Persönlich und digital: Employer Branding in der Verbandsarbeit - Die Idee des „Employer Brandings“ entstand bereits in den späten 1990er-Jahren als Reaktion auf die Verknappung talentierter und qualifizierter Fach- und Führungskräfte. Im Kern geht es darum, das Unternehmen als glaubwürdigen und attraktiven Arbeitgeber darzustellen.

Auch für Verbände gilt: Die besten Mitarbeiter rennen einem nicht die Tür ein, sondern müssen durch viel Arbeit gewonnen werden. Verbände und Organisationen kämpfen zudem nach wie vor mit einigen Klischees und „veralteten“ Weisheiten, wenn es um die Attraktivität des Verbandes als Arbeitgeber geht.

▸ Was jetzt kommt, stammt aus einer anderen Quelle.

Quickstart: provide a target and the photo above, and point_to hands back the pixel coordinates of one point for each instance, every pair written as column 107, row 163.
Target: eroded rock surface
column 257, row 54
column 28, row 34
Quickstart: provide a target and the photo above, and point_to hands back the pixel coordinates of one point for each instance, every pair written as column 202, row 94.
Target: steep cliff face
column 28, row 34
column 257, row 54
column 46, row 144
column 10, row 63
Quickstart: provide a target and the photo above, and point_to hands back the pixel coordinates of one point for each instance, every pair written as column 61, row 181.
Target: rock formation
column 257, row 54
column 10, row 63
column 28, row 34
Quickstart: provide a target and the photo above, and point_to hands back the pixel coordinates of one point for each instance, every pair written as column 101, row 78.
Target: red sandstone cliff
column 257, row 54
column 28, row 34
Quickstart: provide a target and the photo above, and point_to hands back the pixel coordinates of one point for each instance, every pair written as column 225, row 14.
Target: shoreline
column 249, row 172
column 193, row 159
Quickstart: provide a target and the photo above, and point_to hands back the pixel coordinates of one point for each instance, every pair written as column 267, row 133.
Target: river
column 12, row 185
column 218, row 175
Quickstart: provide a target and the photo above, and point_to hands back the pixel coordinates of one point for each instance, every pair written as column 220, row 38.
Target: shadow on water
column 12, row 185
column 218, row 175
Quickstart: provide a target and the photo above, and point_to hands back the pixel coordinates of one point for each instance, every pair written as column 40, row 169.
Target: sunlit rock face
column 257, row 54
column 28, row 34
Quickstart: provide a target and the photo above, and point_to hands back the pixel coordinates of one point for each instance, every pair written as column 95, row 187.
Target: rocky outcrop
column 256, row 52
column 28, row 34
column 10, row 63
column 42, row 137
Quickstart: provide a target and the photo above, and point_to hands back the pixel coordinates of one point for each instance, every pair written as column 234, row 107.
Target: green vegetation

Die Arbeitgebermarkenbildung hat im Kern zwei Zielgruppen: Sie zielt zum einen auf die Mitarbeitergewinnung ab und zum anderen dient das Employer Branding der Bindung bestehender Mitarbeiter. Denn zufriedene, loyale Mitarbeiter sind bekanntlich die besten Markenbotschafter, um die Werte eines Verbandes nach außen zu tragen. Nicht zu vergessen sind außerdem ehemalige Mitarbeiter und speziell in Verbänden die ehrenamtlich Tätigen.

Doch der Aufbau und die Führung einer starken Arbeitgebermarke sind ein komplexes Vorhaben, bei dem bestimmte Grundregeln beachtet werden müssen. Die intensive Beschäftigung damit ist definitiv eine lohnende Investition für jeden Verband.